What is integral to understand is that we are dealing with people. Our work seeks to change mentalities, cultures and social norms, and this is a very tough process. For example, one program targeting young females in Tanzania, we wanted to empower them to say no when it comes to unwanted sexual advances. Before the 18-month program, only 13% of the girls believed they can say no to unwanted sex. After program, the figure jumped to 59%. Another example from Pakistan which focused on peer violence in schools, which is a big issue in Pakistan and can reach around 94% in schools. Through our program violence was reduced by 25%.
BDD: How has your experience been in Lebanon?
AK: In Lebanon, we carried out a lot of work, especially after the Beirut blast, given the traumatic nature of the explosion, which impacted millions directly and indirectly. We launched a Music for Social Change program that helped children express their feelings and cope with trauma through music.
Alain, a 15-year-old boy who took part in the music program, could still hear the sounds of the explosion that rattled his family home in Beirut.
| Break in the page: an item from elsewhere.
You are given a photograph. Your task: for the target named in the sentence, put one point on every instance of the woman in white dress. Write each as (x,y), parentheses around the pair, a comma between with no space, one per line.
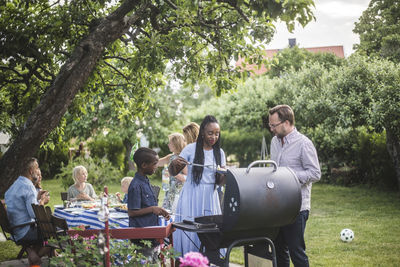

For months, Alain was terrified that the catastrophe would repeat itself, and it manifested in aggressive outbursts. He couldn’t sleep and was ridden with anxiety. The Music for Social Change program paired coaches with children, to help them heal their traumas through experiential music activities and express their feelings through song. After close follow ups and shifting the approach of the music program to suit Alain’s needs, he was able to communicate his feelings in a calmer manner and his wellbeing improved.
Our work at Right To Play is to peel back the hidden layers that children and the youth hide, to gauge what they are feeling. Through play, we enable children to express their emotions and to instill their hope for the future.
BDD: What would you tell someone looking to make a shift from the corporate world to the developmental sector?
AK: I actually come from a very lengthy corporate career. I have a background in strategy and management consulting from multinational firms. I moved to Beirut in 2014, and setup my own company. I wanted to apply what I had learnt from the corporate world, to the developmental sector. It was a huge shift and it took a long time to transition. What I came to understand is the development sector has its own goals, and this takes time to understand and apply. The shift requires you to unlearn all that you have known, and acquire a new skillset to thrive in this sector.
You can build a very successful career in the humanitarian and development sector, and it is not just about volunteering with a big heart. It has its own career path and trajectory – as in any other sector.